Barbara Aitken, a social worker and team manager for children with disabilities at Dumfries and Galloway council, agrees.

Aitken’s social workers are the initial port of call for referrals from GPs, education, health, other agencies and parents themselves. After conducting initial assessments, they often refer cases into the Quarriers short-break fostering service.

“From the outside, people can think this is just ‘a nice wee job’ but we’ve had examples in the past where social workers have struggled,” says Aitken, who previously worked as a senior social worker in a children and families team.

“Cases that I consider to be the most complex – and there are not a huge number of them – but those cases, where you have parents with their own particular issues, on top of the issues that present with a child with a complex learning disability or life threatening condition…,” she pauses,“…well, it just makes the whole thing challenging on a whole different level and all the emotional stuff that goes along with that.”

The workload of Aitken’s team has increased in recent years. Her social workers now routinely handle caseloads from the “high 40s to around 55”, she says.

Two key factors driving the growing demand are the “huge increase” in the number of children diagnosed as having autism spectrum disorder, and the fact that many children with disabilities are living longer thanks to technological and medical advances, says Aitken.

The growth in autism diagnoses has been a challenge for Welsh’s team at Quarriers too. She now estimates that around 75% of the children her service supports are on the autism spectrum. There is ongoing debate locally and nationally regarding the reasons behind the rising diagnosis rates, she says.

“Has the prevalence of autism increased? Has the complexity of autism increased? Are professionals getting better at diagnosing it? Or is another factor involved? The jury is probably still out. But there is no doubt that those issues are commanding more and more resource locally,” says Welsh.
“We’re getting to grips with it. But sometimes it can feel like you still have your L plates on.”

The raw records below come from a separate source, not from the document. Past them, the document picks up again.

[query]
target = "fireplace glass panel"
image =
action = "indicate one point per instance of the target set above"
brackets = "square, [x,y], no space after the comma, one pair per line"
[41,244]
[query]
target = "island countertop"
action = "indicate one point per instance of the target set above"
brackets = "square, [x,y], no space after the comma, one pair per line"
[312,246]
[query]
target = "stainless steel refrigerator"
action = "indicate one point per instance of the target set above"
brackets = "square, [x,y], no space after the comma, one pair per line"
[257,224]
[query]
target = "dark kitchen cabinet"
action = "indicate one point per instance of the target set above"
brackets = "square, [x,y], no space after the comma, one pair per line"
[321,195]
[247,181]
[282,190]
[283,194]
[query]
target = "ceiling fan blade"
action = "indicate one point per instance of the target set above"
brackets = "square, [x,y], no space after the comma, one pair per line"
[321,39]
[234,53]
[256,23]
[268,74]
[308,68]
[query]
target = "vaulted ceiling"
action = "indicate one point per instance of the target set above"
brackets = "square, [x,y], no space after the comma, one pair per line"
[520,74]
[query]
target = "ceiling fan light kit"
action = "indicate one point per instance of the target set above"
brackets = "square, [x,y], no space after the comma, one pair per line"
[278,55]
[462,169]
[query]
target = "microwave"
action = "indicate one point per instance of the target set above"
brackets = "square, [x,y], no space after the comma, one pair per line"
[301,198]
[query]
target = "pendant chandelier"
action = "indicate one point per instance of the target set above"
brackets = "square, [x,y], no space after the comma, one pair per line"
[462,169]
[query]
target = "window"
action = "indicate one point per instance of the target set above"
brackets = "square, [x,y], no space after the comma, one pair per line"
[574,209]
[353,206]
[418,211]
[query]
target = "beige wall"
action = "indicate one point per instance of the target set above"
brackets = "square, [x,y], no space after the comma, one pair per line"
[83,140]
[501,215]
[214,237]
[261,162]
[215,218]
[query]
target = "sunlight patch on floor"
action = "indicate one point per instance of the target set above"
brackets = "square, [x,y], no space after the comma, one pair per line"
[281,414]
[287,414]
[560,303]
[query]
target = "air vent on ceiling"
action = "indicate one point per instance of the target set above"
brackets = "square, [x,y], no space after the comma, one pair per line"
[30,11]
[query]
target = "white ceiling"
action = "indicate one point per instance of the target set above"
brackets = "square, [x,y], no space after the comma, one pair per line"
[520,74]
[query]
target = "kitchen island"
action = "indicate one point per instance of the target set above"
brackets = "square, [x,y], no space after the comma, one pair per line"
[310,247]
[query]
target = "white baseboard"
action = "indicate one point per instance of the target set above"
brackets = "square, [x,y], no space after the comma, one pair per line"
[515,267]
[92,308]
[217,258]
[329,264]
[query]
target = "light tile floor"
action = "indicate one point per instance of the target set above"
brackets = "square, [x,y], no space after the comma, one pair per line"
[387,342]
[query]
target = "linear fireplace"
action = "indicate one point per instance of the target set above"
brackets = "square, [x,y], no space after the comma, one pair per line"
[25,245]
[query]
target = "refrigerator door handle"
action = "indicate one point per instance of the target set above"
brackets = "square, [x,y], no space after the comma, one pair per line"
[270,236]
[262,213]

The signs are that the Quarriers team have adapted well. The service was commended by members of the Scottish parliament and Quarriers’ fostering work was awarded top marks following a recent inspection from The Care Inspectorate – Scotland’s equivalent of the Care Quality Commission.

Aitken says that the early intervention work of the Quarriers social workers has also helped contribute to the “huge reduction” seen locally in the number of children with disabilities who have been sent to out-of-area placements because local schools and social services can’t meet their needs. 

Being able to help children with disabilities remain in their family settings is one of the best parts of this area of social work, says Aitken.

“Sometimes I felt in children and families that a lot of the work, just by the nature of it, was with children basically on the brink of being removed from their families, where there can be huge issues present,” she says.

“Whereas, we actually support a lot of families to continue caring for their child at home and all the benefits that come with that for long periods of time. So there can be very nice positive outcomes in this part of work that you don’t often get in some other areas of social work.”